The Customer_Data file has an initial size of 50MB, a maximum size of 100MB, and a file increment of 10MB.

The Customer_Data2 file has an initial size of 100MB, has a file growth increment of 20MB, and can grow until the E: disk partition is full.

The transaction log has an initial size of 50MB; the file increases by 20% with each file growth. The increment is based on the current file size, not the size originally specified.

When creating or expanding data files in SQL Server 2008, SQL Server uses fast file initialization. This allows for the fast execution of the file creation and growth. With fast file initialization, the space is added to the data file immediately, but without initializing the logical pages in the data file with zeros. The existing disk content in the data file is not overwritten until new data is written to the files. This provides a huge performance advantage when a data file autogrows while an application is attempting to write data to the database. The application does not need to wait until the space is initialized; it can begin writing to the database immediately.

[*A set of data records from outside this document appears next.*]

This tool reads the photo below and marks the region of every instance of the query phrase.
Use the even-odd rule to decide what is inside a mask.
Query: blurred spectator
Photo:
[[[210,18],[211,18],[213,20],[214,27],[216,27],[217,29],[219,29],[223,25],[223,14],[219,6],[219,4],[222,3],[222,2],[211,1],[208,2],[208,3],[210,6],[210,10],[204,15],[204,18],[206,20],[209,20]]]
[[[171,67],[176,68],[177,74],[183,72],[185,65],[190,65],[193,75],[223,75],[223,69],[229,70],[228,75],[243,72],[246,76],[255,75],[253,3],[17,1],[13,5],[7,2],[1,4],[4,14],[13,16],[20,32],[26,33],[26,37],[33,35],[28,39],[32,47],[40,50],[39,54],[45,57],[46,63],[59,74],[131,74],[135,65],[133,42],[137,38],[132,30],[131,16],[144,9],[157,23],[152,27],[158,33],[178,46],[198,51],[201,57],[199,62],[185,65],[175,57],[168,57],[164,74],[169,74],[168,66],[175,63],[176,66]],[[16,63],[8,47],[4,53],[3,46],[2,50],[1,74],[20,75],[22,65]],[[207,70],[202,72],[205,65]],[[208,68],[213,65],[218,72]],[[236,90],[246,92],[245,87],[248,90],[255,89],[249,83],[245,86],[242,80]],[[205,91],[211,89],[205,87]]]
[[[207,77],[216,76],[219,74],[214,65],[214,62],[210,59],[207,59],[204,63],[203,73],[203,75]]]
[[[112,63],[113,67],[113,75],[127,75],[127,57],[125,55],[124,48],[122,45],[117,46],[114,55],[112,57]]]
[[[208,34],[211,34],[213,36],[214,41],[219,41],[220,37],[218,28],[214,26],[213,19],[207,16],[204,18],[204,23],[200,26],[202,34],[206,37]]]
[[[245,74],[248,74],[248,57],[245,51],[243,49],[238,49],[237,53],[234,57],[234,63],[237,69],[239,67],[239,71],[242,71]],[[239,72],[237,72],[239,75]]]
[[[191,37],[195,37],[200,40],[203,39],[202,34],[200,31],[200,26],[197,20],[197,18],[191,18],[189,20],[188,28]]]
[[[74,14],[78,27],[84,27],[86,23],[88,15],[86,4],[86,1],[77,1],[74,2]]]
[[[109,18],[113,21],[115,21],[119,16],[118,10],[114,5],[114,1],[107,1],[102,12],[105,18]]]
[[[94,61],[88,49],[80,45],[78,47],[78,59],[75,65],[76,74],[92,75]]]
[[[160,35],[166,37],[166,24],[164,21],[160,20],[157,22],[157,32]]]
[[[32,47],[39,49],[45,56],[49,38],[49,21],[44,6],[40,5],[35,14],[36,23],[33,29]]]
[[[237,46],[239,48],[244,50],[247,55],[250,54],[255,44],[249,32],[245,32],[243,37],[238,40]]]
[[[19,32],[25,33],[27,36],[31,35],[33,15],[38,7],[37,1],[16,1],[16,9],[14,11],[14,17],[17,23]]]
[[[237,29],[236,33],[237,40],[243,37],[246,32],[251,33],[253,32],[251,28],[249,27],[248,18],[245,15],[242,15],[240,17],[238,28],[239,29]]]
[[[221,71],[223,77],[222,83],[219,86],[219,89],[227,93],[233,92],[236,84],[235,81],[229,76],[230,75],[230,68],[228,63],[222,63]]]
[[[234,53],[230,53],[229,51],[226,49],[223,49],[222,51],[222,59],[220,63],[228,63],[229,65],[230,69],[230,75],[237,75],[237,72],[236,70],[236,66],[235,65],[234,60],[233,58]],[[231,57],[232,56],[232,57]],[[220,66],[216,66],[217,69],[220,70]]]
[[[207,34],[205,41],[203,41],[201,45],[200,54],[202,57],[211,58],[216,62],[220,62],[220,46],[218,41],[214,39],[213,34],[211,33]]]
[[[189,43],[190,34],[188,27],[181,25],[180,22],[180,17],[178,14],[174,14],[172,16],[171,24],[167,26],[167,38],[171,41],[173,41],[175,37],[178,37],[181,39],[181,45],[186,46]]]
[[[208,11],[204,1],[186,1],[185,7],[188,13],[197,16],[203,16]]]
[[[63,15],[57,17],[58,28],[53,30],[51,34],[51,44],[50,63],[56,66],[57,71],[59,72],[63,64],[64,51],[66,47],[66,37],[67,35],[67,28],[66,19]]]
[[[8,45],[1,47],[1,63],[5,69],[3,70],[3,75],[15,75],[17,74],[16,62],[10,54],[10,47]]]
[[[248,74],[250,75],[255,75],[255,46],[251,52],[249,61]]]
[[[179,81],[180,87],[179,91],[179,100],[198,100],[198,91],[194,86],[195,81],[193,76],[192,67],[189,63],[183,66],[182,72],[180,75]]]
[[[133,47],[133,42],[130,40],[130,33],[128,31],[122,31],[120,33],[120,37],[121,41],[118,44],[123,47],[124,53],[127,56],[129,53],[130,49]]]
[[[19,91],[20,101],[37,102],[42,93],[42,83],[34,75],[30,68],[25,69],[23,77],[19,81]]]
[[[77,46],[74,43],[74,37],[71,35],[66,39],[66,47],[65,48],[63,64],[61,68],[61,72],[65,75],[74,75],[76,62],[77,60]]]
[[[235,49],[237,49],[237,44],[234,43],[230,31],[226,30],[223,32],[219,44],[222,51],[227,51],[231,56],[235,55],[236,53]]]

SQL Server also provides an option to autoshrink databases as well as manually shrink databases. However, shrinking a database is a resource-intensive process and should be done only if it is absolutely imperative to reclaim disk space. Also, if a data file is constantly shrinking and growing, it can lead to excessive file fragmentation at the file system level as well as excessive logical fragmentation within the file, both of which can lead to poor I/O performance.